I want to plot the position of Spherical pendulum.

First I tried to plot the simple pendulum:

DSolve[{y''[t] == -y[t], y[0] == Pi/2, y'[0] == 0}, y[t], t]
(* {{y[t] -> 1/2 Pi Cos[t]}} *)

then manipulate $t$

Manipulate[
ParametricPlot[{Sin[ 1/2 Pi Cos[t]], -Cos[1/2 Pi Cos[t]]}, {t, 0, n},
    PlotRange -> 1,PlotStyle -> Red], {n, 0.1, 2Pi, 0.01}]

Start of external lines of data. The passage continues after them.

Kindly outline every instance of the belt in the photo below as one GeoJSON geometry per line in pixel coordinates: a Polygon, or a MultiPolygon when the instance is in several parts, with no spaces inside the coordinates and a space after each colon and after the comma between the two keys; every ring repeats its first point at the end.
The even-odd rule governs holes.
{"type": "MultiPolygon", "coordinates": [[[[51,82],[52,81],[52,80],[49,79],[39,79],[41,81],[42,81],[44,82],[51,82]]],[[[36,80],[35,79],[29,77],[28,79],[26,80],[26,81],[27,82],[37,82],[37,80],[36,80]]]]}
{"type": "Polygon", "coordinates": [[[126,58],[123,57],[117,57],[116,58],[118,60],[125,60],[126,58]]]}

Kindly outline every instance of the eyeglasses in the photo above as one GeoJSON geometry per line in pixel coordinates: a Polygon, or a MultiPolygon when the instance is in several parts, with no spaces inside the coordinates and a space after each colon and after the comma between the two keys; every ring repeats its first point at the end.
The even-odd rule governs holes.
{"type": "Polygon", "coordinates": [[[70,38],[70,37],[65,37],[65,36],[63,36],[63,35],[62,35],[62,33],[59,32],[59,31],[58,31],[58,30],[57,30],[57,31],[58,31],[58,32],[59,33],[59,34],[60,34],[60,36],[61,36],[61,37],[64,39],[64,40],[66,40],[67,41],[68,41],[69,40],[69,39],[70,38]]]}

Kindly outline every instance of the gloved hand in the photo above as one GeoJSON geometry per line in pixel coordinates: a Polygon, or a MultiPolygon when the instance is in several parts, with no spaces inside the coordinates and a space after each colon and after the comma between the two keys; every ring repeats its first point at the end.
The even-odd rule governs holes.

I want to do same thing for spherical pendulum.

These are differential equations of the spherical pendulum page,3

sys := {θ''[t] == ϕ'[t]^2 Cos[θ[t]] - g/l Sin[θ[t]], ϕ''[t] == 
    (-2 ϕ'[t] θ'[t] Cos[θ[t]])/Sin[θ[t]]}

with initial condition

ic := {θ[0] == π/2, θ'[0] == 0, ϕ[0] == π/2, ϕ'[0] == 1} 

I tried:

sol = NDSolve[{θ''[t] == ϕ'[t]^2 Cos[θ[t]] - g/l Sin[θ[t]], 
    ϕ''[t] == (-2 ϕ'[t] θ'[t] Cos[θ[t]])/Sin[θ[t]], θ[0] == π/2, 
    θ'[0] == 0, ϕ[0] == π/2, ϕ'[0] == 1} /. {g -> 9.81, l -> 1}, {θ, ϕ}, {t, 0, 10}] 
x[t_] := Evaluate[(Sin[θ[t]] Cos[ϕ[t]]) /. sol] 
y[t_] := Evaluate[(Sin[θ[t]] Sin[ϕ[t]]) /. sol]
z[t_] := Evaluate[Cos[θ] /. sol]

ParametricPlot3D[{x[t], y[t], z[t]}, {θ, 0, 2 π}, {ϕ, -π, π}]

but it doesn't work

Answer 1

A few changes give the desired result.

sol = Flatten@
    NDSolve[{θ''[t] == ϕ'[t]^2 Cos[θ[t]] - g/l Sin[θ[t]], ϕ''[t] == 
    (-2 ϕ'[t] θ'[t] Cos[θ[t]])/Sin[θ[t]], θ[0] == π/2, θ'[0] == 0, 
    ϕ[0] == π/2, ϕ'[0] == 1} /. {g -> 9.81, l -> 1}, {θ, ϕ}, {t, 0, 10}] 
x[t_] := Evaluate[(Sin[θ[t]] Cos[ϕ[t]]) /. sol] 
y[t_] := Evaluate[(Sin[θ[t]] Sin[ϕ[t]]) /. sol] 
z[t_] := Evaluate[Cos[θ[t]] /. sol] 
ParametricPlot3D[{x[t], y[t], z[t]}, {t, 0, 10}]

By the way, replacing the last four lines by

ParametricPlot3D[{Sin[θ[t]] Cos[ϕ[t]], Sin[θ[t]] Sin[ϕ[t]], Cos[θ[t]]} /. sol, {t, 0, 10}]

is a bit simpler. Also, there is no need to use SetDelayed to define sys and ic. Use Set instead.